Received: from columbia.lp.org (columbia.kia.net [205.252.89.231])
by spf7.us4.outblaze.com (8.11.0/8.11.0) with ESMTP id f880I1t18446;
Sat, 8 Sep 2001 00:18:01 GMT
This is actually the first "Received" line. It indicates that the mail message originated from the server named
columbia.lp.org with IP address
205.252.89.231. The mail server that first accepted the message was
spf7.us4.outblaze.com, running
Sendmail 8.11.0. The mail server also stamped the header with the
actual time it received the message. Note that the time indicated is
a few seconds
before the header line above it (
Sat, 8 Sep 2001 00:18:01 GMT ==
Fri Sep 7 20:18:01 EDT 2001).
Message-Id: <200109072130.RAA93603@columbia.lp.org>
Every mail message is assigned a unique Message-Id by the first server to accept it. It helps your email client, as well as mail server, to keep track of the status of a message. This is very useful for
branch viewing of your mail when combined with the "In-reply-to" field, and a mailer with a good tree scheme such as
mutt for the Unix platform. Message-Id headers can be terribly useful to
system administrators trying to debug mail problems, in diagnosing mail loops, and preventing duplicate messages.

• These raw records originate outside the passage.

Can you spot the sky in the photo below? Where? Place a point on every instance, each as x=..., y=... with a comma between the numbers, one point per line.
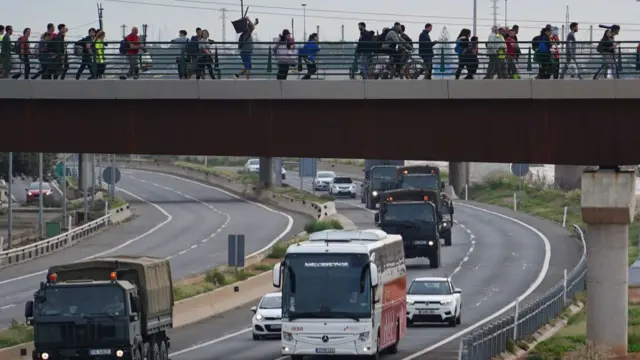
x=166, y=17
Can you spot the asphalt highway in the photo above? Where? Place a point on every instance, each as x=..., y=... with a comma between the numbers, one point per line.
x=178, y=219
x=497, y=255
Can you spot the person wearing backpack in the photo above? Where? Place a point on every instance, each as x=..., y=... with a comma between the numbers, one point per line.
x=464, y=49
x=245, y=44
x=425, y=50
x=365, y=49
x=86, y=53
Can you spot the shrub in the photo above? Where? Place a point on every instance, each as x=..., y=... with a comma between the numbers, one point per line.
x=319, y=225
x=215, y=277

There's a great deal (in fact, infinite) number of other headers that you can insert into your mail, but none of them are necessary for the basic functionality. Some of the more common ones found today are: Organization, X-Sender, X-Mailer, Mime-Version, Content-Type, Content-Length, and Status. There are also ones commonly inserted by list management software, bulk mailers, and remailers.
Headers, like most internet traffic, can easily be forged. Servers don't check the headers that the last server appended. You can only trust the headers as much as the servers that have handed them off to you. Often spammers will forge headers in an attempt to conceal their identity in order to escape punishment from his or her ISP.
If you want your headers to be munged so that you can send mail with virtually guarnateed anonymity, check out the Mixmaster remailer.